Ach so: Ich habe Access 2000 aber das dürfte hierbei zumindest keine große Rolle spielen!!


----------



## Matze7 (4. März 2010)

tombe hat gesagt.:


> Ok, es ist schon ein paar Tage her aber egal.
> 
> Du erstellst in der Form ein Bezeichnungsfeld (hier mit dem Namen "Anzeige" und gibst dann in der Ereignisprozedur "Beim Anzeigen" des Formulars folgenden Code ein:
> 
> ...



Hmmm, Danke erstmal, aber irgendwie klappt das bei mir nicht...
Wenn ich ein Bezeichnungsfeld anlege und dann Anzeige reinschreibe (anders geht es ja nicht) dann meint er, das dieses Feld zu keinem Steuerelement gehört.
Sicher das es ein Bezeichnungsfeld sein muss?


----------



## tombe (8. März 2010)

Also ich habe es gerade nochmal gemacht und bei mir klappt das ohne Probleme.

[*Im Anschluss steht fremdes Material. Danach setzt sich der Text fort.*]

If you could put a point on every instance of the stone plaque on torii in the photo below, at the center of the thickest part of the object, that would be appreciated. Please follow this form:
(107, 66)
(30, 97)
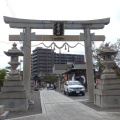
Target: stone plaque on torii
(46, 24)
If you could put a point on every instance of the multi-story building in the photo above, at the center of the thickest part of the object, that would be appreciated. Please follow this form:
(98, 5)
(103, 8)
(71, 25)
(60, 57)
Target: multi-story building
(43, 60)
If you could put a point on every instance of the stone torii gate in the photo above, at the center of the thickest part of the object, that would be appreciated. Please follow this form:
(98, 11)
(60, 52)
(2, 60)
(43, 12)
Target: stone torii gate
(45, 24)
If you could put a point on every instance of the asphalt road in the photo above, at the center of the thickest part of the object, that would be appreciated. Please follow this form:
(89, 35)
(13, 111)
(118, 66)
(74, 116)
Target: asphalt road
(77, 97)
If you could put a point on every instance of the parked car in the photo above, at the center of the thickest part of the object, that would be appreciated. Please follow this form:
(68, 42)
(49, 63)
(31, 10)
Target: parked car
(74, 87)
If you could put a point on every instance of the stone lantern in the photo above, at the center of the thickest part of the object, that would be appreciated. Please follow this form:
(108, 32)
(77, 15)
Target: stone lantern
(107, 92)
(13, 95)
(107, 56)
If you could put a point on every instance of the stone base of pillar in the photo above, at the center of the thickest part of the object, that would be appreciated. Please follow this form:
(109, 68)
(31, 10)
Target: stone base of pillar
(107, 93)
(13, 95)
(15, 104)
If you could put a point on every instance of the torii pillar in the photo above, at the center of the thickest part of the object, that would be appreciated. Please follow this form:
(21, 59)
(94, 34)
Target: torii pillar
(46, 24)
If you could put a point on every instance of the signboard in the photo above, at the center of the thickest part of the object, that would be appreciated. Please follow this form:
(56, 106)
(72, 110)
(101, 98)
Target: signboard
(58, 30)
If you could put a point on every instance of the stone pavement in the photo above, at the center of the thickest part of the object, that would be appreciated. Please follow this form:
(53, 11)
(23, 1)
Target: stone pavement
(56, 106)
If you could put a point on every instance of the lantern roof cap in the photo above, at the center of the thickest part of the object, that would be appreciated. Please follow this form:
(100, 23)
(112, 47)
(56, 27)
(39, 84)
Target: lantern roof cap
(14, 51)
(107, 49)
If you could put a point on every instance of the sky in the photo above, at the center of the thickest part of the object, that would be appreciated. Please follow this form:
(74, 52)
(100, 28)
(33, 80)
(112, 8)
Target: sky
(58, 10)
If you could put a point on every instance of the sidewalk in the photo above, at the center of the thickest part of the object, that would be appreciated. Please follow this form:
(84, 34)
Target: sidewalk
(56, 106)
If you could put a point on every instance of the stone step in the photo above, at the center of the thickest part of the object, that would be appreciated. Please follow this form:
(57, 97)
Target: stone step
(1, 109)
(12, 89)
(12, 95)
(4, 115)
(13, 83)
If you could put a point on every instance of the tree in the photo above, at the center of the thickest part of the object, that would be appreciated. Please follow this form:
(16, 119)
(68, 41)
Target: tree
(115, 65)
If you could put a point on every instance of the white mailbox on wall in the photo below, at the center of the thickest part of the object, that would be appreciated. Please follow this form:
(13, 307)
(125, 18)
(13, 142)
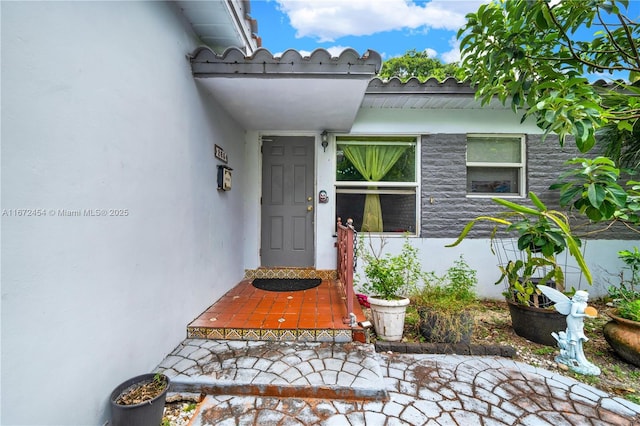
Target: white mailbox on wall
(224, 178)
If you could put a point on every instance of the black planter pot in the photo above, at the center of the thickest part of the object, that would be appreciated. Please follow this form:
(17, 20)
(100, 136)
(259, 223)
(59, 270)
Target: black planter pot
(437, 327)
(148, 413)
(536, 324)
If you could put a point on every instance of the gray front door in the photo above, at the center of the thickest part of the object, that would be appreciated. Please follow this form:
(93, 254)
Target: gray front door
(287, 201)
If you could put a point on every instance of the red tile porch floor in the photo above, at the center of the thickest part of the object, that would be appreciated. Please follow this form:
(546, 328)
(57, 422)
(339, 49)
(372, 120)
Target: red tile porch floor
(248, 313)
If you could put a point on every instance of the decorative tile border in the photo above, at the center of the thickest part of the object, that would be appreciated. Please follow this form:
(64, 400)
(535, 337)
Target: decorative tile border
(259, 334)
(325, 274)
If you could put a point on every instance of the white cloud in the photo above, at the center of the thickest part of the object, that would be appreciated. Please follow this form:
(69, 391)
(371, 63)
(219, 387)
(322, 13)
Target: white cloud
(452, 55)
(431, 52)
(328, 20)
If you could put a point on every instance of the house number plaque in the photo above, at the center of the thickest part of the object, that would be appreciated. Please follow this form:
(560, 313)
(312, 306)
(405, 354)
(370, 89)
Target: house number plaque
(220, 154)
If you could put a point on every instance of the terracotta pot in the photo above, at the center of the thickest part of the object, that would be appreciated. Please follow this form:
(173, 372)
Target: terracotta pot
(388, 317)
(623, 336)
(536, 324)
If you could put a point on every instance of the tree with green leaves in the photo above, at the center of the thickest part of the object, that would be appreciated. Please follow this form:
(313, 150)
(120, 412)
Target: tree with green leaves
(419, 65)
(532, 53)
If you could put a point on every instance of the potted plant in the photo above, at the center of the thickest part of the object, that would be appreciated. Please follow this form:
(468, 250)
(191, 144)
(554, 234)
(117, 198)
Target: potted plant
(623, 331)
(443, 304)
(139, 401)
(541, 235)
(389, 279)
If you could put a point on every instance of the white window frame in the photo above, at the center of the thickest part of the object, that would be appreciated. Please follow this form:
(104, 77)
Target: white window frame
(521, 165)
(412, 188)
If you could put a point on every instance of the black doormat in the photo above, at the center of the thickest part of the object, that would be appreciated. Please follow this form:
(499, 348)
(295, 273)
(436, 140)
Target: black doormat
(286, 284)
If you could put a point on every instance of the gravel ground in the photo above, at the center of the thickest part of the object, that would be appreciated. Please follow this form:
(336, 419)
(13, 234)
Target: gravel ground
(493, 327)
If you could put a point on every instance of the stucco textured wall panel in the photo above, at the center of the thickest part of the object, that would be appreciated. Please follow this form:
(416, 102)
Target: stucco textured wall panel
(100, 113)
(445, 206)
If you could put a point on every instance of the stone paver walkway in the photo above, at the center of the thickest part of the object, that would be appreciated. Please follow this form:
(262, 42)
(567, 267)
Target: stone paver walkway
(278, 383)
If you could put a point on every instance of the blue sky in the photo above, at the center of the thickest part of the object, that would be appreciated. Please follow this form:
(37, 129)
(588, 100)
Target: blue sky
(390, 27)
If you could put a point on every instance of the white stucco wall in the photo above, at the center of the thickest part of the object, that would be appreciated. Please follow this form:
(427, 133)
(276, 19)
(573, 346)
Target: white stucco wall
(100, 112)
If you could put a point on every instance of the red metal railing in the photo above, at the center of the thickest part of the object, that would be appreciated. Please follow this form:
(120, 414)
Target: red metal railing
(346, 264)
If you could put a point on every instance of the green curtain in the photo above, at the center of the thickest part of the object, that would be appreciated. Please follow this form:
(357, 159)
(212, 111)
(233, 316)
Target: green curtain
(373, 162)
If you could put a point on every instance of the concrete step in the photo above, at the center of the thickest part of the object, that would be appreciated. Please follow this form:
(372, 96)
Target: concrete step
(344, 371)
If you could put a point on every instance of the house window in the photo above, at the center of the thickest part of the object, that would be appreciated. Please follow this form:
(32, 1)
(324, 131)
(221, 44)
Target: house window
(376, 183)
(495, 165)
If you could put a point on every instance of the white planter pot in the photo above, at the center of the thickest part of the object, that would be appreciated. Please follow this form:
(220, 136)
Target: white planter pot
(388, 317)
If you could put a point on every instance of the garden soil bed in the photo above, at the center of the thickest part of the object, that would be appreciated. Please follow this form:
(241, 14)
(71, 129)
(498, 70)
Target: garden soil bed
(493, 335)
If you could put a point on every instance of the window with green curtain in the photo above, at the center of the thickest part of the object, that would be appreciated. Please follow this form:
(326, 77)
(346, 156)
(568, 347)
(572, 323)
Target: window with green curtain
(389, 162)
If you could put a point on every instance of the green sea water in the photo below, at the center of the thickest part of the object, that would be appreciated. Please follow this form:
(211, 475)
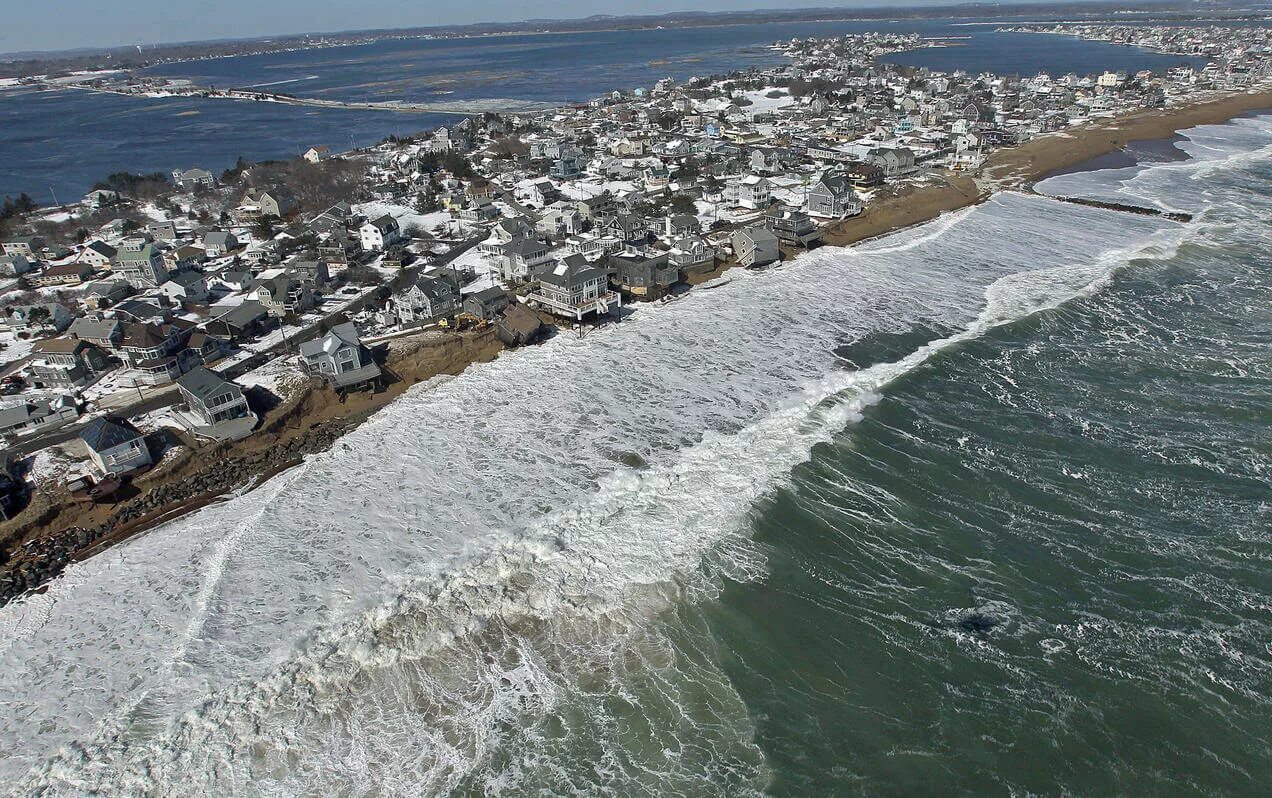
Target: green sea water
(981, 508)
(1042, 563)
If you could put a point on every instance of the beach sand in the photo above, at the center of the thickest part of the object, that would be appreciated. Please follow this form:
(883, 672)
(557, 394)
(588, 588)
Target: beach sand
(1019, 168)
(52, 518)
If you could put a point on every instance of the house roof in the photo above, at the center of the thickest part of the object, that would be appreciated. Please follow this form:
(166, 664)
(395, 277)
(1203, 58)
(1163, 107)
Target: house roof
(243, 315)
(338, 336)
(143, 336)
(104, 433)
(204, 383)
(570, 271)
(59, 346)
(94, 329)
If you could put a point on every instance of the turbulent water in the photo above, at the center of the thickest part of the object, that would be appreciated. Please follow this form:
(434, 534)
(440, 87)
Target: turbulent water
(978, 508)
(60, 143)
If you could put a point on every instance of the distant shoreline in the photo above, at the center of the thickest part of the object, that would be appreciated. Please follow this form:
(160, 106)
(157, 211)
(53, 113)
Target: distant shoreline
(289, 434)
(179, 52)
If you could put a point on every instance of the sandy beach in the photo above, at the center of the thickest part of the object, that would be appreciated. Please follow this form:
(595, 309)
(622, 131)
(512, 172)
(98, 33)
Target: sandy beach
(54, 531)
(1018, 168)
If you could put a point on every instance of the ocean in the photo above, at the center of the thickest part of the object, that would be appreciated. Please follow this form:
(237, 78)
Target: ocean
(977, 508)
(56, 144)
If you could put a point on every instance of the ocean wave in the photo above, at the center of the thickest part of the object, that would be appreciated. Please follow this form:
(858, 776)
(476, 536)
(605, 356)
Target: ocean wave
(472, 582)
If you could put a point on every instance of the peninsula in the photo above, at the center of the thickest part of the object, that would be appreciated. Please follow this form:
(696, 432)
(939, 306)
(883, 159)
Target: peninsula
(174, 337)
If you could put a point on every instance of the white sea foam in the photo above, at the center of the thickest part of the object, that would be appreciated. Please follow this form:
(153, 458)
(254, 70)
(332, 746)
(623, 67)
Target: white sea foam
(1175, 186)
(475, 581)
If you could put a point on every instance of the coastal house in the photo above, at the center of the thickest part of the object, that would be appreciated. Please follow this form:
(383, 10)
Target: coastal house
(27, 246)
(504, 232)
(644, 276)
(66, 363)
(141, 264)
(210, 397)
(486, 304)
(163, 231)
(284, 295)
(519, 257)
(276, 203)
(894, 161)
(15, 265)
(185, 287)
(751, 191)
(340, 358)
(627, 228)
(561, 219)
(317, 154)
(573, 288)
(193, 178)
(62, 274)
(104, 332)
(793, 227)
(104, 293)
(756, 246)
(379, 233)
(426, 298)
(38, 415)
(692, 255)
(242, 322)
(833, 197)
(863, 176)
(219, 242)
(113, 447)
(38, 316)
(152, 351)
(98, 255)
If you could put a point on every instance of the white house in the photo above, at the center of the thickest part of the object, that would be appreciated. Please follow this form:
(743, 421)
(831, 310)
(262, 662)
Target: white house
(115, 448)
(379, 233)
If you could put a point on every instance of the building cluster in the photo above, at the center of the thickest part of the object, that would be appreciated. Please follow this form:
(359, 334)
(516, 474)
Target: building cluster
(510, 220)
(1235, 57)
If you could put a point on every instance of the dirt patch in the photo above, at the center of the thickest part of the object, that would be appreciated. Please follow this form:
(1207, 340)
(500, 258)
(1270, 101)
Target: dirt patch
(56, 530)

Warum es bei dir vielleicht nicht klappt:

- "Anzeige" ist der Name den ich dem Steuerelement gegeben habe nicht die Beschriftung (Caption Eigenschaft) des Feldes.
- Den Code musst du bei der Ereignissprozedur "Beim Anzeigen" des Formulars eingeben, nicht bei dem Bezeichnungsfeld.

Gruß Thomas


----------